I saw the foreman of the mechanics and told him to get the machine filled up again, and then I telephoned for my tea. Then I went to look at the oil, my latest venture. There is not much left now in France of the stuff that was taken over there for the war, but Collard, having occasion to land near some little French village that had been behind the line, had discovered fifty barrels of (alleged) motor lubricating oil mouldering in a pasture. I went into it with him, and we were engaged in tentative negotiations for buying the lot at a price that worked out at a little over a halfpenny a gallon. It certainly had the viscosity of oil, but it was far too light in colour to attract a purchaser; in these circumstances Collard was trying the effect of various pigments in an endeavour to turn it into such a colourable imitation of good oil as to catch some poor simp up from the country and sting him for at least a shilling a gallon. After all, in most motor-car engines the function of the oil is to wash the heat away from the bearings, and for that this oil would probably do as well as any other liquid.

There was a little pan of it there. I dipped my finger in the oil and drew a little picture on the wall in the style that Collard finds amusing. I laughed at it myself, then went out on to the aerodrome and found the rugger ball and started punting it about in the rain. Then my tea came. By the time I’d finished that, a mechanic was in the hut to tell me that the machine was ready; I told him to get her started up and began to look for my leather coat.

By the time I was all togged up it was half-past four; I had none too long if I was to get my job done before dark.

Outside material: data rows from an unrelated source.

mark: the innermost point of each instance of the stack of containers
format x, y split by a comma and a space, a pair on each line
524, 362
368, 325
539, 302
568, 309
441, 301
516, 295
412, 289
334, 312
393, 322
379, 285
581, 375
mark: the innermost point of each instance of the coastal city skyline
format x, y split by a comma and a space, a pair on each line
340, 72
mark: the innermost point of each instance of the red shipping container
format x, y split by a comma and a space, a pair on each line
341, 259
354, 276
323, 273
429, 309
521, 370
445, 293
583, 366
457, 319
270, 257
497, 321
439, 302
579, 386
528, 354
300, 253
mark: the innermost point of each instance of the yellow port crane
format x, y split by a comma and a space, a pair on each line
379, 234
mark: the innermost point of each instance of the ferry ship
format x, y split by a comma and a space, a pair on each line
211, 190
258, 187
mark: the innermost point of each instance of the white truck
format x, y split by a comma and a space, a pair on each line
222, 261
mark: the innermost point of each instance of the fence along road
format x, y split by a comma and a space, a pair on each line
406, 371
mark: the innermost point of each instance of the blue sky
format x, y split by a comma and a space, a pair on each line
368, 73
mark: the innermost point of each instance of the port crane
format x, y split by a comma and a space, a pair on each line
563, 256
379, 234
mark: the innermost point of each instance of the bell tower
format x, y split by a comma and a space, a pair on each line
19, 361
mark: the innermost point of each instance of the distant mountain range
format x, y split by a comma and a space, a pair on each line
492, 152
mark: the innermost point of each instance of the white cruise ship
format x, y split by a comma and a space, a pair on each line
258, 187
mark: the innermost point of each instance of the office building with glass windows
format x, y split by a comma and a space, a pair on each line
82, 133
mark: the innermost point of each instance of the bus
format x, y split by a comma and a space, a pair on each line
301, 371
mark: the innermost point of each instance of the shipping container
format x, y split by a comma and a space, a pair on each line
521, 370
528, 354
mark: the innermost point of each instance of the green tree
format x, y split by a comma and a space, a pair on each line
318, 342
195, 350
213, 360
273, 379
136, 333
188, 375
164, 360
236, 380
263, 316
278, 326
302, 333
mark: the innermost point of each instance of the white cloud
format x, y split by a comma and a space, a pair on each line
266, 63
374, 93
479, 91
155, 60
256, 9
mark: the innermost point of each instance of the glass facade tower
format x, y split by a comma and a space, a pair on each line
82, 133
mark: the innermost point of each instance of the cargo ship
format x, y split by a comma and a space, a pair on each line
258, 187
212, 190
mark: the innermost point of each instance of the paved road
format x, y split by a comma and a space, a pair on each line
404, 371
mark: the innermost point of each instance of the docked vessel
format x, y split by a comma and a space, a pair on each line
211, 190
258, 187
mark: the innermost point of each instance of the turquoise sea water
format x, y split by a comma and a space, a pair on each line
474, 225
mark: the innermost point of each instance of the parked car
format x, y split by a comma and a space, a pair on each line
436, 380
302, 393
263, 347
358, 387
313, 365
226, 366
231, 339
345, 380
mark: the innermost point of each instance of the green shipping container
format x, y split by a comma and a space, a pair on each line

The flight down there would take me over three hours against the stiff westerly wind; after that I should have to find a car and drive it to Bideford to collect fifty gallons or so of petrol, return to the links and fill up the machine. Besides that I should have to report myself at Carew Hall and find myself something to eat and—if the gods were kind—a bed. It was still raining in buckets; the clouds had thickened up and come lower and the barograph showed the glass dropping a little bit—not much. It looked perfectly beastly outside; in any other circumstances I would have put off starting for half an hour. There was none too much time, however, and I felt that, having indulged in the luxury of speaking my mind to Morris, it was up to me to carry the job through without quibbling. So I started.